Sa séquence d’analyse fonctionne-t-elle sur un roman policier ou un livre populaire ?

Oui, à condition d’accepter que la « phrase qui arrête » puisse être très différente. Dans un roman noir, ce sera peut-être un dialogue, une rupture de ton, un détail visuel. La séquence reste la même : isoler la phrase, décrire son effet, remonter vers une forme de vie. Macé n’a pas elle-même beaucoup pratiqué ce type de texte, mais sa méthode ne discrimine pas les genres. Elle discrimine plutôt les degrés d’attention.

Quelle différence entre la stylistique de l’existence et la stylistique classique ?
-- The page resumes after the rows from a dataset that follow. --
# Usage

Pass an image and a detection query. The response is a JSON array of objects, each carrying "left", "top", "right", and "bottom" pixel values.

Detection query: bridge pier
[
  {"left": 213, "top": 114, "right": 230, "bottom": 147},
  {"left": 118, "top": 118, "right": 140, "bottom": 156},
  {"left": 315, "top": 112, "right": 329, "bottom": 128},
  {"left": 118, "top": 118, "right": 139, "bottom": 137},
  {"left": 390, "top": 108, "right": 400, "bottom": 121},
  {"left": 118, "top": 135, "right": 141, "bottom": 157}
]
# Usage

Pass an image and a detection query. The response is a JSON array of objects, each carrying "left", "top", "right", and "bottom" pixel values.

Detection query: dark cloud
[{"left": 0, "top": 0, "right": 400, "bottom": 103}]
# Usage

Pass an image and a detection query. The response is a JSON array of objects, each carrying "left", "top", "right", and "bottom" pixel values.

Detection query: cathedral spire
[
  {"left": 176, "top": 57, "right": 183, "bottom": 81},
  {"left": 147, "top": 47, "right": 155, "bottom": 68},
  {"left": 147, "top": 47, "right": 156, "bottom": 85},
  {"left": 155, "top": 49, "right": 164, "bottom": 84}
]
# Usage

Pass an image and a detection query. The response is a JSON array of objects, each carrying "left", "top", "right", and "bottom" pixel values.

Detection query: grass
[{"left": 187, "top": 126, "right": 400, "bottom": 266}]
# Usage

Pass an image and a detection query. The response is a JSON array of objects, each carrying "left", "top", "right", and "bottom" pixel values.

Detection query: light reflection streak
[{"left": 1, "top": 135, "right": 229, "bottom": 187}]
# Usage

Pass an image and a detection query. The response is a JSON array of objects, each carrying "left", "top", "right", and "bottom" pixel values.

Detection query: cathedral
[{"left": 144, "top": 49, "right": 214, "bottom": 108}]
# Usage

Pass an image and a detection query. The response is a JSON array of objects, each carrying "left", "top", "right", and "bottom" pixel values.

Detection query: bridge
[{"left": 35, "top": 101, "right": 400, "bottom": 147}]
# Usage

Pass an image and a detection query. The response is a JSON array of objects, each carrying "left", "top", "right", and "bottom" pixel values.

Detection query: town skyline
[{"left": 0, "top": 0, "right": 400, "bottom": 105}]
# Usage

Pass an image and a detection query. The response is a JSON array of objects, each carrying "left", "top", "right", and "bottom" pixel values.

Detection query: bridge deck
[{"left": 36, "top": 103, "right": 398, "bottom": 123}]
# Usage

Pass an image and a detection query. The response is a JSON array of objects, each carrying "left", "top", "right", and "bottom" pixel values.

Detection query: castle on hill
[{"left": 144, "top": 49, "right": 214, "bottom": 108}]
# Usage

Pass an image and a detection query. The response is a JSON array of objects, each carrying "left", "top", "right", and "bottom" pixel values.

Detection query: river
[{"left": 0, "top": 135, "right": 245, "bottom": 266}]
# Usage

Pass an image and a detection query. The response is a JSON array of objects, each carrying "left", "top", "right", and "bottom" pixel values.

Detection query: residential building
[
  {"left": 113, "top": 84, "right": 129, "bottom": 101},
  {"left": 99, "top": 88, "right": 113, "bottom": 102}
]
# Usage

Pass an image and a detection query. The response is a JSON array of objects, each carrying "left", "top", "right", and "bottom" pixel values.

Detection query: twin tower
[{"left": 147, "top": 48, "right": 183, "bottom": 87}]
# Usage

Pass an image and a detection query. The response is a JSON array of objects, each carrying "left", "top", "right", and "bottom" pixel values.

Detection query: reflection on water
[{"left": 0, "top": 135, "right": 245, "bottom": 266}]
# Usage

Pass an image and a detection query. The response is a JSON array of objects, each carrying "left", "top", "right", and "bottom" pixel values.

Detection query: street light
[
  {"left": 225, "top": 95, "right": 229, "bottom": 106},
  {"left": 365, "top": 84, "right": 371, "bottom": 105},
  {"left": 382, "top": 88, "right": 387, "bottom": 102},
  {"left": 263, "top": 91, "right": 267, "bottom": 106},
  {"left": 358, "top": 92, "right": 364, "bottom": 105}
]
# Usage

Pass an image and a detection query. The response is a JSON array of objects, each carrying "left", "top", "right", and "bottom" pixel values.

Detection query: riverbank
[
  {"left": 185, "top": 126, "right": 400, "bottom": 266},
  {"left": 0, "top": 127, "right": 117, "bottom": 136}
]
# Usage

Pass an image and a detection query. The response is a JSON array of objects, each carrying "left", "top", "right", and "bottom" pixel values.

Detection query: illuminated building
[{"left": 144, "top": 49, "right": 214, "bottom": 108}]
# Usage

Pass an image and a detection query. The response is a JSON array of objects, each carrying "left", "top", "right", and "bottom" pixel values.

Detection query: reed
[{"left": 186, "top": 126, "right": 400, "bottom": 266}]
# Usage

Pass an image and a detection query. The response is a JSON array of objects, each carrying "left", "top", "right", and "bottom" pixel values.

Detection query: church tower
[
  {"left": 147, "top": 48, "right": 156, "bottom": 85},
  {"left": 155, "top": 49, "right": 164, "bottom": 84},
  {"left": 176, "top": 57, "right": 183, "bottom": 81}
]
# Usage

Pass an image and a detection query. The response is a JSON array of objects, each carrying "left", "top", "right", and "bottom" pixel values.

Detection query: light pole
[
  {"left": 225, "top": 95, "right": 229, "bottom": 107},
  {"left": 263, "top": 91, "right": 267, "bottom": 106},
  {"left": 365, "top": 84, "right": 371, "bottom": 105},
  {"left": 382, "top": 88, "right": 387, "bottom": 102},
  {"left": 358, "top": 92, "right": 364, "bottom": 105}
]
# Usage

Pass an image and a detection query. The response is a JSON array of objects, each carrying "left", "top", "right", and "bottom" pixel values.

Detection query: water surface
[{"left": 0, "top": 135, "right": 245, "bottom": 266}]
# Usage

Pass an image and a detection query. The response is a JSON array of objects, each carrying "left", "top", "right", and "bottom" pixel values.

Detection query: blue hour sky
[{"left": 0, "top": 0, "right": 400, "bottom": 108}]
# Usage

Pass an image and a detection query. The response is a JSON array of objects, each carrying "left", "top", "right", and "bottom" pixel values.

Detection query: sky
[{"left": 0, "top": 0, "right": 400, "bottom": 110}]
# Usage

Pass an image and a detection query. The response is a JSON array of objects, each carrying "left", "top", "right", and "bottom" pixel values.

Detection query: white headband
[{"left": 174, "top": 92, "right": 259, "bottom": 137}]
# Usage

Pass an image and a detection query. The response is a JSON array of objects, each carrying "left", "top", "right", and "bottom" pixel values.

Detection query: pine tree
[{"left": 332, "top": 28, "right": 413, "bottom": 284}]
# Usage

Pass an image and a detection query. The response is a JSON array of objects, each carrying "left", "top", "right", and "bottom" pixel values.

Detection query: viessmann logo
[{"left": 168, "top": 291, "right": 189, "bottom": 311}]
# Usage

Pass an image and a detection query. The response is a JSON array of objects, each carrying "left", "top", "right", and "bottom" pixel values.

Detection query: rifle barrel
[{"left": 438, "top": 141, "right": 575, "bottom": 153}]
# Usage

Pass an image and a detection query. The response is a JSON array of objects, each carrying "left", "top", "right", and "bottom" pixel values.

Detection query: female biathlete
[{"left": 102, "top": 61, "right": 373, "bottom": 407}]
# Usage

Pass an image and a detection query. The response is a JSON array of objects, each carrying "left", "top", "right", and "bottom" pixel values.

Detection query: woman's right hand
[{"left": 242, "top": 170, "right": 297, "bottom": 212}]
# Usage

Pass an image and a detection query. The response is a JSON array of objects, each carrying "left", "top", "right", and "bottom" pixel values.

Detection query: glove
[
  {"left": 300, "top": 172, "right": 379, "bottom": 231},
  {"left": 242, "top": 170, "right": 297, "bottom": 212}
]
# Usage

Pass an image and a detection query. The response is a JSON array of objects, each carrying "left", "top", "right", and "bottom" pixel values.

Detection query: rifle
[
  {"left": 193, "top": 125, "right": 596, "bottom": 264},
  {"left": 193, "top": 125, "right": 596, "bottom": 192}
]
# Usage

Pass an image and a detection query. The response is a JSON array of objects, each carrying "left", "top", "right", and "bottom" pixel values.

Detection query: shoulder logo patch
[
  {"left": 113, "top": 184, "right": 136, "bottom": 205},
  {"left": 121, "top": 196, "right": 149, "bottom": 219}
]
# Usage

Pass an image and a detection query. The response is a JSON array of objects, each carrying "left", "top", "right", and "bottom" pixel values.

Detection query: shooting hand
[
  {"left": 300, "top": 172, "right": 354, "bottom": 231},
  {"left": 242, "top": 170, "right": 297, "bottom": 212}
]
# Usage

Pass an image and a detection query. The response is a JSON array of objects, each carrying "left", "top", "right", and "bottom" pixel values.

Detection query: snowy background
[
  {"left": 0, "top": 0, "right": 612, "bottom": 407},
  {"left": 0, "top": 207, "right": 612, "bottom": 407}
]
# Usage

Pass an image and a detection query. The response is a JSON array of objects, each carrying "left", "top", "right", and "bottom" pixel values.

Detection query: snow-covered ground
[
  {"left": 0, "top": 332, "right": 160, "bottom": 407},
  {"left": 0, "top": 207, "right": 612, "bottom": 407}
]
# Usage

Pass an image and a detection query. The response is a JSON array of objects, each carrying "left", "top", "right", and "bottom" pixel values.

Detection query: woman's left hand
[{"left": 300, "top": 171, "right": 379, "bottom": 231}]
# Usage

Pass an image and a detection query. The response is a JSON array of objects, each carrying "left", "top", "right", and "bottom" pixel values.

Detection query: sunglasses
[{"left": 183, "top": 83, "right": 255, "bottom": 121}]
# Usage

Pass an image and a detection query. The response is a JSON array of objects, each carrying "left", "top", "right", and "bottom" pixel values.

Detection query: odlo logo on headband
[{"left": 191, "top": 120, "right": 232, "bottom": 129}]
La stylistique classique étudie le style d’un auteur : ses tournures, son lexique, ses figures. La stylistique de l’existence s’intéresse au style comme façon de vivre, dont la stylistique littéraire serait un cas particulier. Pour Macé, dire qu’un poème à un style, c’est dire qu’il propose une « allure » au sens de Canguilhem, c’est-à-dire un certain rapport au temps, à l’espace, aux autres. La séquence d’analyse fait passer de l’un à l’autre.

Où entendre Marielle Macé parler de sa méthode ?

Plusieurs émissions de Radio France l’ont reçue ces dernières années. Elle intervient également au Banquet du Livre de Lagrasse, festival littéraire qui se tient chaque été dans l’Aude, où ses lectures publiques permettent de saisir sa séquence d’analyse en situation. Le site Canal-U conserve plusieurs de ses conférences enregistrées à l’EHESS, et la collection « Diffusion des savoirs » de l’École normale supérieure propose aussi des captations. Pour une rencontre directe, le calendrier annuel du Banquet de Lagrasse reste le rendez-vous le plus régulier.